Still, Russia would like access to the Rason special trade zone and port facilities at the mouth of the Tumen, all of which China also sees as a gateway to the Pacific. North Korea needs Russia as a foil against overwhelming dependence on China for just about everything, notably food and oil. That’s why Kim Jong-Il made sure to call on Putin and Medvedev.

We may expect to see latter-day Russia and latter-day China competing with one another for access to a port and industrial area long seen as a future major link between Asia, the western Pacific and the U.S. Look for overtones when Russia hosts the nations of the Asia-Pacific Economic Cooperation summit of powers bordering the Pacific in 2012.

That rendezvous comes up in September the booming nearby port of Vladivostok, Russia’s great commercial and naval hub in the western Pacific, just as U.S. President Barack Obama enters the climactic phase of his campaign for re-election.

Russia is also eager to get along with South Korea.

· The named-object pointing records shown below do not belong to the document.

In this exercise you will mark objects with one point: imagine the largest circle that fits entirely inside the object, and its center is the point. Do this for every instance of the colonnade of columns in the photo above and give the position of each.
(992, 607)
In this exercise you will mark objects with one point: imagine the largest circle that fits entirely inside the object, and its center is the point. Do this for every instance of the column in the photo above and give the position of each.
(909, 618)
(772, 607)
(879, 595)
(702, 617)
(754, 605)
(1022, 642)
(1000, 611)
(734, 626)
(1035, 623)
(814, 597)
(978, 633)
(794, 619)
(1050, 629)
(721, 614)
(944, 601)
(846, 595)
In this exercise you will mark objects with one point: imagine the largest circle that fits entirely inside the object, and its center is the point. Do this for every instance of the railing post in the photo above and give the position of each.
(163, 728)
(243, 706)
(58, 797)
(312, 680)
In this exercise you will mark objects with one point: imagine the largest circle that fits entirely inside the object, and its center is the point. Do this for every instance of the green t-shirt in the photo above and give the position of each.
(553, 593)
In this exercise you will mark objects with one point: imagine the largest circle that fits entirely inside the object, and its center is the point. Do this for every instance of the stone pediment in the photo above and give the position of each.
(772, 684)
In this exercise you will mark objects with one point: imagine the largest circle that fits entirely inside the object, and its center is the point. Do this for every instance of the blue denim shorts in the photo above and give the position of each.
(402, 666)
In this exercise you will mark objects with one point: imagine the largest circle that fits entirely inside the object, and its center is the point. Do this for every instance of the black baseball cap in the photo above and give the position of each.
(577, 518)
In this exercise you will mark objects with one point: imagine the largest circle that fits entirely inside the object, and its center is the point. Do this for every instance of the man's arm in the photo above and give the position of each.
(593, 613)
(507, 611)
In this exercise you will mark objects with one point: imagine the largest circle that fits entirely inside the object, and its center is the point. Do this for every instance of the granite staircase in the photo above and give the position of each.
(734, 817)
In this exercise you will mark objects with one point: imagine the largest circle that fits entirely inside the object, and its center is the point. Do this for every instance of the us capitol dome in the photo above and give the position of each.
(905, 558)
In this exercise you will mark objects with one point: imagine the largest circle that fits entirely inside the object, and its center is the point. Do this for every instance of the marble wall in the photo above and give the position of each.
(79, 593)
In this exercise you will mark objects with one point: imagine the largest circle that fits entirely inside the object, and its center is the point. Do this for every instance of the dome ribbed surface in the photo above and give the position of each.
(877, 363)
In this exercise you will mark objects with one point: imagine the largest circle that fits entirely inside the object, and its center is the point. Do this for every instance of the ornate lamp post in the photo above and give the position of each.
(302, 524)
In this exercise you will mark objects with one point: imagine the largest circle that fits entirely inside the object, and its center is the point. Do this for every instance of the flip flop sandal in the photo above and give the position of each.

Roh Tae-Woo as president of South Korea from 1988 to 1993, introduced “Nordpolitik”, signaling a new era in relations with Moscow. More than three years before his election as president in 1992, Kim Young-Sam in June 1989 spent a week in Russia. He called on Mikhail Gorbachev, the last communist president, and returned to Seoul with documents proving Kim Il-Sung’s pleas to Stalin to support the North Korean invasion of South Korea.

Putin in his first year as president called on South Korea’s late president Kim Dae-Jung in Seoul in February 2001. Kim’s successor, the late Roh Moo-Hyun, visited Moscow in September 2004. South Korea’s current president, Lee Myung-Bak and President Medvedev talked enthusiastically about prospects for the gas pipeline when they met in St Petersburg last November.

It’s possible that South Korea can hope for broader relations with Russia as a counter both to North Korean “warnings” and to reliance on the U.S.-Korea alliance. That’s vital when North Korea seems increasingly hostile and the U.S. is distracted by conflicts in the Middle East, notably Iran.

At the same time, Putin may find good relations with South Korea — and maybe improved ties with the U.S. — as a useful foil against China regardless of all the happy talk about getting along with the country with which it shares by far its longest common border.